The seminar will be followed by lunch for faculty at St Lucy's (12.30pm start).
Julie L. Ozanne is the Professor of Marketing at the University of Melbourne. Julie is a transformative consumer researcher who specializes in alternative methodologies for the study of social problems, such as interpretive, critical, participatory, and community action research methods. She also examines the problems of the poor and the low literate, as well as new forms of sustainable exchange based on sharing. Her scholarship has appeared in the Journal of Consumer Research, Journal of Public Policy & Marketing, Journal of International Business Studies, Journal of Business Research, and Journal of Marketing Management, among other outlets. She is an associate editor at the Journal of Consumer Research, and on the editorial review board of Journal of Public Policy & Marketing, AMS Review, Consumption, Markets, and Culture, and Journal of Marketing Management. She is the chair of the TCR advisory committee (2013-15), co-edited the book--Transformative Consumer Research for Personal and Collective Well-Being (2012), co-chaired the 2009 and 2015 TCR conference, and was a keynote speaker for the 2011 and 2013 TCR conference. She was also recognized as the best reviewer of 2007 at the Journal of Public Policy & Marketing. In 2006 she was named the Ferber award winner at the Journal of Consumer Research (for best article based on a dissertation for which she was the supervisor). She regularly presents at the ACR doctoral consortium and has received over a dozen teaching awards.
Service opportunity networks involve a broker who centrally organizes and coordinates service exchanges among a group of customers.

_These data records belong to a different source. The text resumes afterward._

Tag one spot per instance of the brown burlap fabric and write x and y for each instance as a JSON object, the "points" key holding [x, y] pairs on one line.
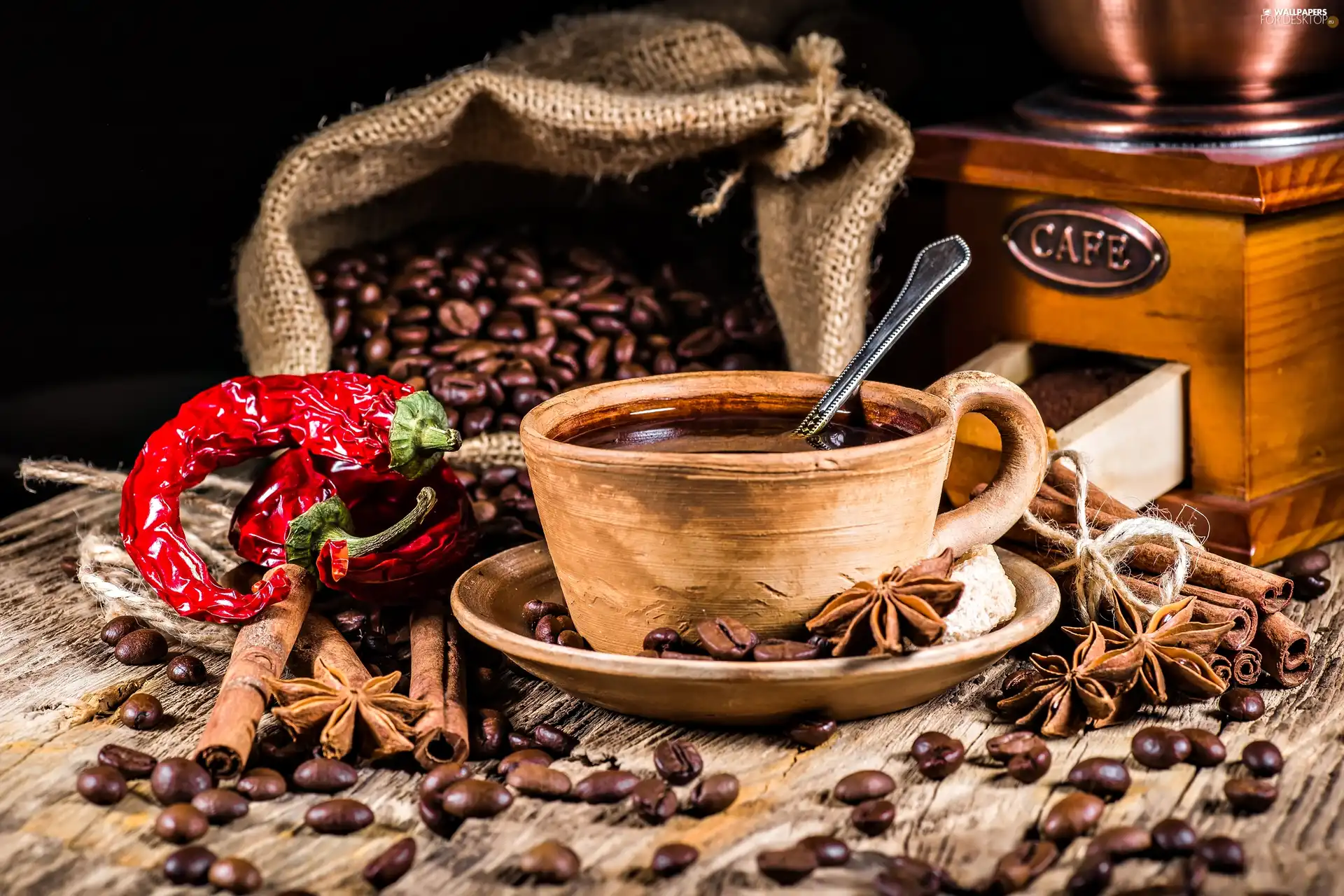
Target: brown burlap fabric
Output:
{"points": [[600, 97]]}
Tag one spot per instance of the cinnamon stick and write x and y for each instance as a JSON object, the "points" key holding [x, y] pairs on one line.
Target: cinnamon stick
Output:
{"points": [[1268, 592], [1287, 649], [1215, 606], [1065, 482], [261, 649], [320, 640], [441, 732], [1222, 666], [1246, 666]]}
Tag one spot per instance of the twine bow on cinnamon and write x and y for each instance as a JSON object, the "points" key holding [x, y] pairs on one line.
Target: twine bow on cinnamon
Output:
{"points": [[806, 127], [1094, 556]]}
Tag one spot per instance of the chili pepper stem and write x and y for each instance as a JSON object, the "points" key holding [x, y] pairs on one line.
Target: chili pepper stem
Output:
{"points": [[331, 522], [359, 546], [420, 434]]}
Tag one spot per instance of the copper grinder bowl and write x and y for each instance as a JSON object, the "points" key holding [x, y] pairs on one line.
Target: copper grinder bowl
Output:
{"points": [[1187, 50]]}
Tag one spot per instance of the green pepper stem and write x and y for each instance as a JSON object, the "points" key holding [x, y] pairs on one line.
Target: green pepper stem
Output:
{"points": [[359, 546], [430, 438]]}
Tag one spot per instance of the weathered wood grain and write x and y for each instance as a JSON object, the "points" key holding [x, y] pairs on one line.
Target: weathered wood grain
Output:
{"points": [[51, 841]]}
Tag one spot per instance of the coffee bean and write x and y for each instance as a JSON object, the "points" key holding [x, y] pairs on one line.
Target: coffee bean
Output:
{"points": [[1031, 766], [1120, 843], [1172, 839], [178, 780], [141, 648], [533, 610], [1101, 777], [713, 794], [118, 628], [489, 735], [1206, 748], [182, 824], [1262, 758], [188, 865], [437, 780], [1091, 878], [187, 669], [539, 780], [220, 806], [262, 785], [235, 875], [678, 761], [910, 876], [101, 785], [343, 816], [550, 862], [873, 816], [1310, 562], [519, 742], [530, 755], [937, 754], [1072, 817], [726, 638], [790, 865], [1158, 747], [859, 786], [553, 741], [393, 864], [141, 711], [828, 850], [654, 801], [812, 731], [324, 776], [662, 640], [1224, 855], [1025, 864], [676, 654], [1242, 704], [571, 640], [1250, 796], [671, 860], [549, 628], [475, 798], [1014, 743], [131, 763], [608, 786], [1310, 587], [780, 650]]}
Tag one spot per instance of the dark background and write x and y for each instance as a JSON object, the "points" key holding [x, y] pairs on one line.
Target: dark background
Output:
{"points": [[137, 139]]}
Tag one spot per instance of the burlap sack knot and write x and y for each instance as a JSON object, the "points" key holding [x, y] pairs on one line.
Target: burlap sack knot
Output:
{"points": [[601, 97]]}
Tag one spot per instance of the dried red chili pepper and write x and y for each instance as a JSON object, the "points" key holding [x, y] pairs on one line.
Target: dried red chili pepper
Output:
{"points": [[365, 419], [304, 508]]}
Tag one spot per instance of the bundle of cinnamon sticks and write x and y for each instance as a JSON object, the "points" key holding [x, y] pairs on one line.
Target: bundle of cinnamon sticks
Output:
{"points": [[292, 634], [1261, 641]]}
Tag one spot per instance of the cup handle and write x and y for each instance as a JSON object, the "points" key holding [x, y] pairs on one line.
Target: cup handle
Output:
{"points": [[1022, 468]]}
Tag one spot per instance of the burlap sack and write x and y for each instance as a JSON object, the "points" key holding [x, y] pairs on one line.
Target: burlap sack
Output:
{"points": [[600, 97]]}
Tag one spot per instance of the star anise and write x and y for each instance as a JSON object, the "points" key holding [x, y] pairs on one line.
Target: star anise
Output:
{"points": [[1065, 692], [327, 704], [1170, 648], [904, 603]]}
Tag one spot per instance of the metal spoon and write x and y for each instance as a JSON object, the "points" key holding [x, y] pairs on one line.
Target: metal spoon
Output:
{"points": [[936, 266]]}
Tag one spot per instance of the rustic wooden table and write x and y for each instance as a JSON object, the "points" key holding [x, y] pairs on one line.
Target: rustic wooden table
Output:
{"points": [[54, 669]]}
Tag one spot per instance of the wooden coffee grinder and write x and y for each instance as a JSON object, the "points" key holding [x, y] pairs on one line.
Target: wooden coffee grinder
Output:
{"points": [[1182, 200]]}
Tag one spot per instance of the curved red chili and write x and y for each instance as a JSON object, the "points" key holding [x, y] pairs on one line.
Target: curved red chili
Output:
{"points": [[365, 419], [304, 508]]}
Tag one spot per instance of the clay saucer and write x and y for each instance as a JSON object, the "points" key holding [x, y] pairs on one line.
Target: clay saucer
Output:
{"points": [[488, 602]]}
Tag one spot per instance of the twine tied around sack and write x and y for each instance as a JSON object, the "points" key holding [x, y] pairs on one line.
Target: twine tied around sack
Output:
{"points": [[806, 127], [1094, 558]]}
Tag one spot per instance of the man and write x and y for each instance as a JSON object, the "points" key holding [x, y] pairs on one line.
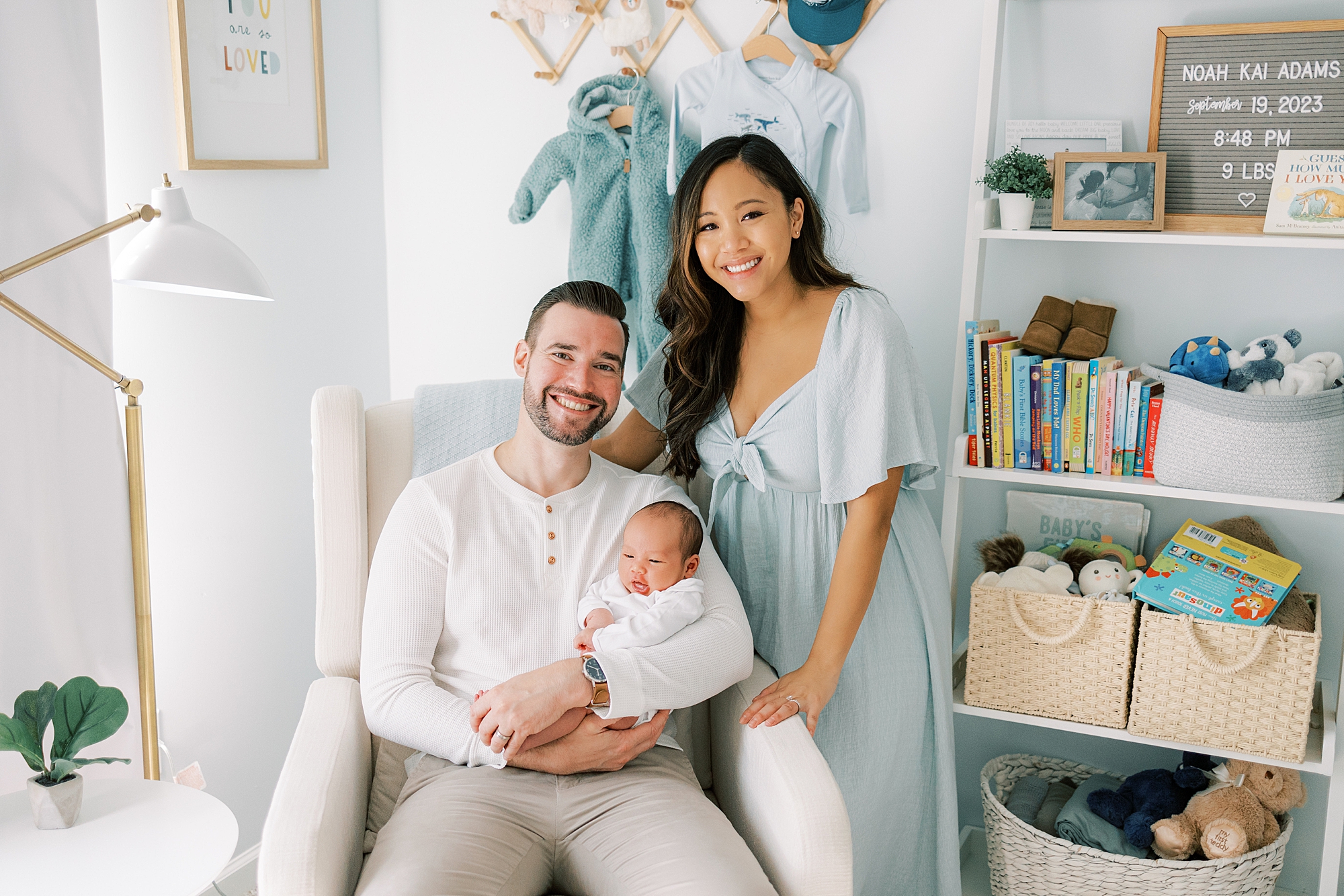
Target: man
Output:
{"points": [[475, 586]]}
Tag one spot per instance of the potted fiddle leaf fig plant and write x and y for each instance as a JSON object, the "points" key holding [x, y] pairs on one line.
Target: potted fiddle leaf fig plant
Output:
{"points": [[1021, 179], [84, 714]]}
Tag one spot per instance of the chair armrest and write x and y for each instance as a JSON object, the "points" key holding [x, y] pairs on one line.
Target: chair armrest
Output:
{"points": [[314, 839], [778, 791]]}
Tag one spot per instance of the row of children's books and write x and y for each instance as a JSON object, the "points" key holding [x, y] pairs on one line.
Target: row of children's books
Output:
{"points": [[1054, 414]]}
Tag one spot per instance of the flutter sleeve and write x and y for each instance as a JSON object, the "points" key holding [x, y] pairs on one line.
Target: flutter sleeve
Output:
{"points": [[873, 412], [648, 394]]}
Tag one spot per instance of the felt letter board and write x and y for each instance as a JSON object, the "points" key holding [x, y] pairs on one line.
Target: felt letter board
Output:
{"points": [[1226, 99]]}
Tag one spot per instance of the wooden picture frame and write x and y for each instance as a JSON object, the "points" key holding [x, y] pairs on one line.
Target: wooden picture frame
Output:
{"points": [[1218, 224], [235, 111], [1060, 201]]}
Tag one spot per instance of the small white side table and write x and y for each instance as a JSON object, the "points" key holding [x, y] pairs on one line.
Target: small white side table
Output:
{"points": [[134, 839]]}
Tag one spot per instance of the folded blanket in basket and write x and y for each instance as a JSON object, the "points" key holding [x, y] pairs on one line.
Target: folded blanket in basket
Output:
{"points": [[1081, 825]]}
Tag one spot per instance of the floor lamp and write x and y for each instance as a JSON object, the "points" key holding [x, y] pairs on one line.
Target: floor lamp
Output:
{"points": [[178, 255]]}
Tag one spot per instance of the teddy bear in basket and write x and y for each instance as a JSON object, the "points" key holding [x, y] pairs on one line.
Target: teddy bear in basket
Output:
{"points": [[1237, 815], [1010, 565]]}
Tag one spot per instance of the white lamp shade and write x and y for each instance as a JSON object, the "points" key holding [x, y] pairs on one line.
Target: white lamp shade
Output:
{"points": [[178, 255]]}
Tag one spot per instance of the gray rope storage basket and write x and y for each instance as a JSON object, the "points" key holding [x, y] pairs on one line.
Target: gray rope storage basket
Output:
{"points": [[1284, 447], [1025, 862]]}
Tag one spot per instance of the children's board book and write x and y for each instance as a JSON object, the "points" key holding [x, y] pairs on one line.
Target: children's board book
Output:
{"points": [[1006, 402], [1077, 416], [1307, 198], [1042, 519], [1210, 576], [1120, 416], [974, 330], [983, 402], [1021, 420], [1038, 451]]}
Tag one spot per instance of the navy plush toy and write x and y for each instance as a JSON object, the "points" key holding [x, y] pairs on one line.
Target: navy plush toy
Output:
{"points": [[1151, 796], [1204, 358]]}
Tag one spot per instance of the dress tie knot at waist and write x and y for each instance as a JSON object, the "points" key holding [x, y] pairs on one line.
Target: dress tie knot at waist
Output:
{"points": [[745, 464]]}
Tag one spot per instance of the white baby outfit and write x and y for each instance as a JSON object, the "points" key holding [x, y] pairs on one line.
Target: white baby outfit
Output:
{"points": [[642, 620], [794, 107]]}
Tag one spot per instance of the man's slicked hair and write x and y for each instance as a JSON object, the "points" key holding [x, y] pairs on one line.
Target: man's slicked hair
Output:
{"points": [[588, 295]]}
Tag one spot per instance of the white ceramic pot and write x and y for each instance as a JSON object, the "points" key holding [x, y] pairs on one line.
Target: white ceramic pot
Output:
{"points": [[1015, 212], [56, 807]]}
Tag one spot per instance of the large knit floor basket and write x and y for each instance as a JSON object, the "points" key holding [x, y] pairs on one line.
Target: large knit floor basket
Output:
{"points": [[1049, 655], [1284, 447], [1226, 687], [1025, 862]]}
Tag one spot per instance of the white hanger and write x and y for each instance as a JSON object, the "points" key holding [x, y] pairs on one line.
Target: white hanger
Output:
{"points": [[624, 116], [768, 45]]}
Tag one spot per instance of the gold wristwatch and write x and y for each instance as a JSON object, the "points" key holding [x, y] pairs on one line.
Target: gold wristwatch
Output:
{"points": [[593, 672]]}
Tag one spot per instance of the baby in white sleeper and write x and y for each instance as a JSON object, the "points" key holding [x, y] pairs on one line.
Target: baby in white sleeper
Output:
{"points": [[651, 597]]}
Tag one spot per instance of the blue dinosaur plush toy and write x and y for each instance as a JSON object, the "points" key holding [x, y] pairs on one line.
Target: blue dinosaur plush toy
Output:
{"points": [[1151, 796], [1204, 358]]}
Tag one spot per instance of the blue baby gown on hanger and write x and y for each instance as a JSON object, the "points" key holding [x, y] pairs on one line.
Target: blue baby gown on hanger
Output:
{"points": [[778, 514]]}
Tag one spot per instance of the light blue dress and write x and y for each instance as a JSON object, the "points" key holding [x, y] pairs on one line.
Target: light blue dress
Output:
{"points": [[776, 518]]}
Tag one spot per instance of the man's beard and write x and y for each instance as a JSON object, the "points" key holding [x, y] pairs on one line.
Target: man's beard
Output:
{"points": [[540, 410]]}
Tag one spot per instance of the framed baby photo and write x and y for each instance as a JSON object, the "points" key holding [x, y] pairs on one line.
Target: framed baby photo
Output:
{"points": [[1109, 191]]}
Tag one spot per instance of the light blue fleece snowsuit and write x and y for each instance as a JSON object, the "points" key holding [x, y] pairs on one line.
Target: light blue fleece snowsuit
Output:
{"points": [[620, 224]]}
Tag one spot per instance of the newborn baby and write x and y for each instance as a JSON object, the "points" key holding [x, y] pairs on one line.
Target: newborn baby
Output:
{"points": [[651, 597]]}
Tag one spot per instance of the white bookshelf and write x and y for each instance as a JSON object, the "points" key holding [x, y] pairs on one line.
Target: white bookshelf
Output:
{"points": [[1165, 238], [1326, 752]]}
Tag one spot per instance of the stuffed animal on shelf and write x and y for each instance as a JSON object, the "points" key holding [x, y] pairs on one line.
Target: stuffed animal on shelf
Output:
{"points": [[1234, 816], [631, 25], [1151, 796], [1263, 363], [536, 13], [1104, 550], [1205, 359], [1010, 565], [1108, 581]]}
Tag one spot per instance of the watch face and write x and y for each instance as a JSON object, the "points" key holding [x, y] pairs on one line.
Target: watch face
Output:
{"points": [[593, 670]]}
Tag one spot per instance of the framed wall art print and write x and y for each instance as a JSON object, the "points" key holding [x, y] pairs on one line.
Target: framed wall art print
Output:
{"points": [[248, 77]]}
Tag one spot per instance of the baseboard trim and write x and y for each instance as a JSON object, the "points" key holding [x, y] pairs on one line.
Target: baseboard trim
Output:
{"points": [[236, 866]]}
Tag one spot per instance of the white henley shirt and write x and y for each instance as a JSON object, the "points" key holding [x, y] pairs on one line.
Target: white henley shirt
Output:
{"points": [[478, 580]]}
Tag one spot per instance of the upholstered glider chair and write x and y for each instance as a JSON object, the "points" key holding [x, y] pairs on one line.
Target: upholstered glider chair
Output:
{"points": [[339, 784]]}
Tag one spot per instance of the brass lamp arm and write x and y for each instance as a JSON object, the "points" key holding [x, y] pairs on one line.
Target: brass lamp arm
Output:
{"points": [[138, 213]]}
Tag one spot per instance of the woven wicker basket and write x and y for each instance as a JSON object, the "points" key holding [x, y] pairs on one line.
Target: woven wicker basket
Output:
{"points": [[1025, 862], [1226, 687], [1046, 655]]}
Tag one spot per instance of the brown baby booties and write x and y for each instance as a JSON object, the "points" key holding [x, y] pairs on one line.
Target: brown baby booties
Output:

The authors integrate insights from social exchange theory and social network theory to explain how a service opportunity network--a time bank—developed and mobilized a portfolio of capabilities following a disaster. We study the service opportunity network created by the time bank before, during, and after a series of earthquakes using interview, field, and secondary data. We empirically examine the rich social network structure created by a full spectrum of dyadic and collaborative service exchanges. The time bank managed and supported diverse service exchanges creating an opportunity network that nimbly flexed to innovate meeting immediate and chronic needs. These findings support theories that resilient communities possess both robust resources and adaptive capabilities that enable them to learn from past experiences and improvise solving new problems. The results go beyond existing theories to explain how the service exchange opportunity network reconfigured innovating collaborative service solutions through caring assemblages, collective problem solvers, interest alliances, and community alliances.